12. Uit het oog dient echter niet te worden verloren dat naast soft- en harddrugs ook wapens en munitie in de woning zijn aangetroffen, waarvoor verzoeker geen vergunning had. Alleen al de aanwezigheid daarvan, mede gegeven de genoemde omstandigheden rond het pand van verzoeker, zorgt voor een gevaarlijke situatie. Dan maakt het geen verschil dat verzoeker deze mogelijk, zoals hij zelf stelt, alleen in huis had om hobby redenen. De voorzieningenrechter is daarom van oordeel dat vanwege de combinatie van aangetroffen goederen van een ernstige situatie gesproken kan worden en reeds daarom de sluiting van de woning voor een bepaalde periode noodzakelijk is ter bescherming van het woon- en leefklimaat.
13. Bij het voorgaande klemt echter dat een beslissing op bezwaar niet op korte termijn valt te verwachten. Gelet op het feit dat de woning op 1 oktober 2024 is gesloten betekent dit dat de periode van sluiting van 6 maanden bijna zal zijn verstreken op het moment dat een beslissing op bezwaar redelijkerwijs verwacht kan worden.

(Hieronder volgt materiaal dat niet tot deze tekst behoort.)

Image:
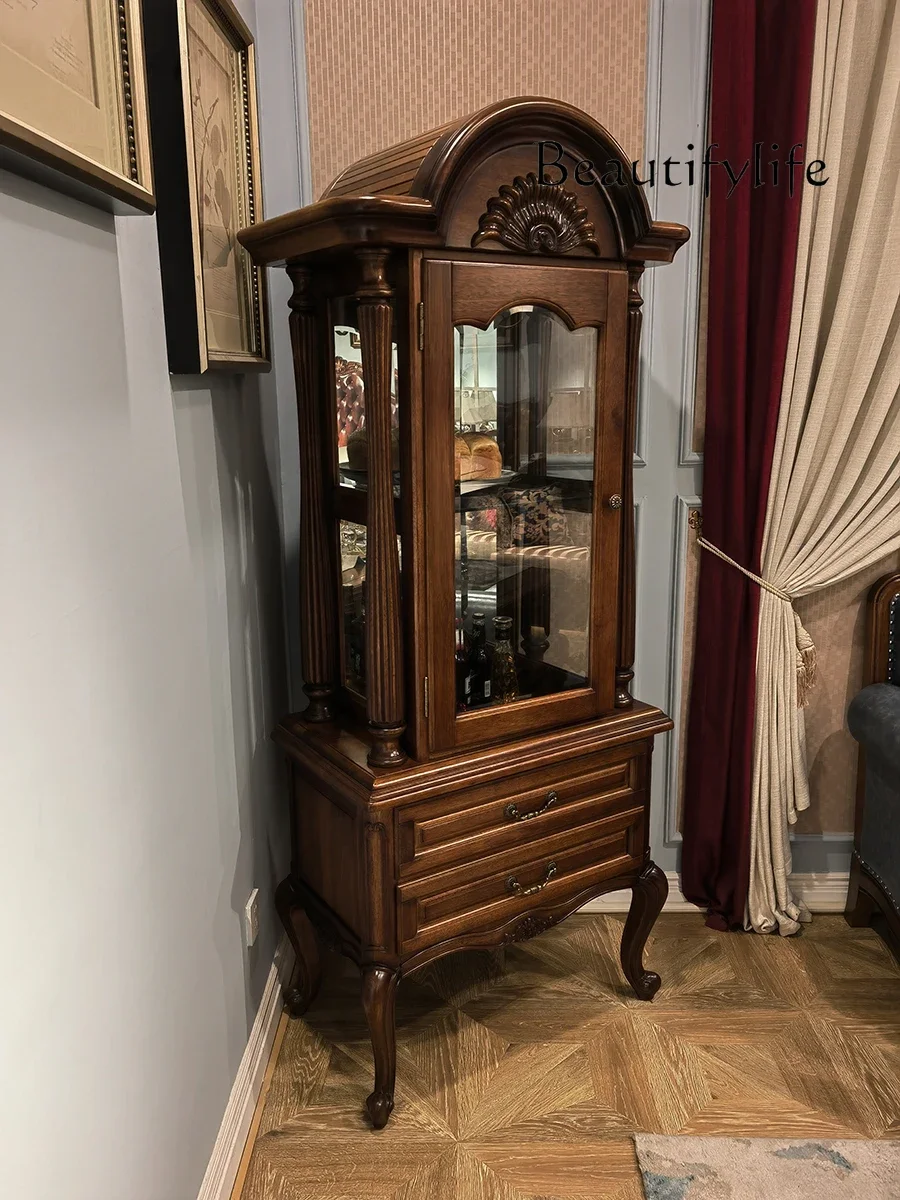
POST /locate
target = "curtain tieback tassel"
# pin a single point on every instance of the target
(807, 658)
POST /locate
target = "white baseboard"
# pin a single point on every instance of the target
(821, 893)
(225, 1161)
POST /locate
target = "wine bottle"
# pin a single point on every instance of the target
(504, 683)
(463, 676)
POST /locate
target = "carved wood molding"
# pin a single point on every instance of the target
(535, 219)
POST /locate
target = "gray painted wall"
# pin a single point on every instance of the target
(143, 669)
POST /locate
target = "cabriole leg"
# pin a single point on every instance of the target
(647, 899)
(304, 984)
(861, 906)
(379, 994)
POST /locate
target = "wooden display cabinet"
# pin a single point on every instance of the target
(471, 767)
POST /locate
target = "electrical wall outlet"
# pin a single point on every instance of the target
(251, 916)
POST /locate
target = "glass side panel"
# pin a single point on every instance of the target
(525, 400)
(353, 595)
(351, 401)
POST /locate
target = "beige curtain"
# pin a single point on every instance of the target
(834, 495)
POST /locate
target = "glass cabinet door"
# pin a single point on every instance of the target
(533, 401)
(348, 439)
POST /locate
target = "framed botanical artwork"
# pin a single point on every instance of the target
(73, 99)
(203, 108)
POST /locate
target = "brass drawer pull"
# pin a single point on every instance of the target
(516, 888)
(513, 813)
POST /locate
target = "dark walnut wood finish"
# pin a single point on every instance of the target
(415, 831)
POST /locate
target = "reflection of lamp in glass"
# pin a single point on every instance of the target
(475, 406)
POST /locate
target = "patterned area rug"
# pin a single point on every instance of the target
(767, 1169)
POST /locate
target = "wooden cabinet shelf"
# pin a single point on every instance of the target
(472, 765)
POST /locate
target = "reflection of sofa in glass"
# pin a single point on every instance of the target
(349, 394)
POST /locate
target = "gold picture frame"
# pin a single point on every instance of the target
(73, 111)
(203, 107)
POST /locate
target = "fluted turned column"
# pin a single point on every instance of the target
(317, 610)
(625, 648)
(384, 667)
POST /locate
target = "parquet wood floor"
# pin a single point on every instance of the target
(522, 1073)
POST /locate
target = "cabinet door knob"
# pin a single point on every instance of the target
(516, 888)
(513, 813)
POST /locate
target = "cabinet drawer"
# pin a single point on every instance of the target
(514, 811)
(436, 907)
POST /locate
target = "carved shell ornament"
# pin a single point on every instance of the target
(535, 219)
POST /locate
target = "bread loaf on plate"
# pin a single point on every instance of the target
(477, 456)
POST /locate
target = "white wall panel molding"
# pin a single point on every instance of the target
(676, 115)
(684, 507)
(676, 107)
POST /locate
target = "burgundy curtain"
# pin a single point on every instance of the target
(761, 70)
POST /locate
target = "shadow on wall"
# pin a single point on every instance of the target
(235, 545)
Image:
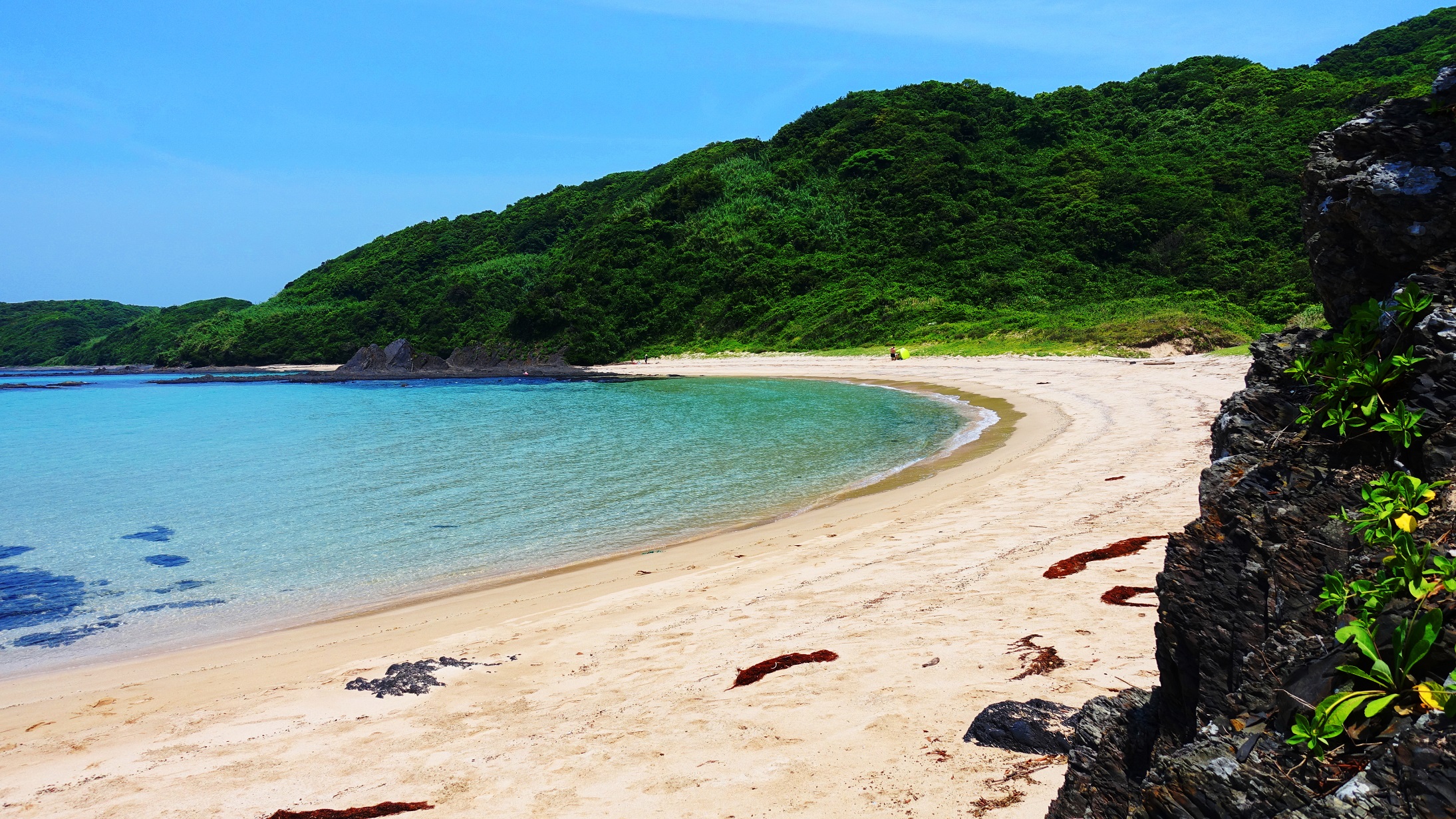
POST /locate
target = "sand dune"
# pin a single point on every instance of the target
(619, 703)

14. Gelet op de gezondheidstoestand van verzoeker (o.a. COPD, arthrose en een slaapapneu), zoals ter zitting toegelicht, het feit dat verzoeker op dit moment tijdens de winterperiode met zijn hond verblijft in een Volkswagen Camper, waarin hij geen medische apparatuur kan aansluiten en geen direct zicht heeft op het verkrijgen van een andere woning, en het feit dat de gemachtigden van de burgemeester ter zitting hebben erkend dat de burgemeester bij de behandeling van het bezwaarschrift enige steken heeft laten vallen waardoor die behandeling is vertraagd, acht de voorzieningenrechter naar voorlopig oordeel een sluiting van drie maanden wel evenredig.
Daarom treft de voorzieningenrechter de voorziening dat het bestreden besluit na drie maanden (dus per 2 januari 2025) wordt geschorst. Dit betekent dat de burgemeester verzoeker in de gelegenheid moet stellen dat hij vanaf 2 januari 2025 weer gebruik kan maken van de woning.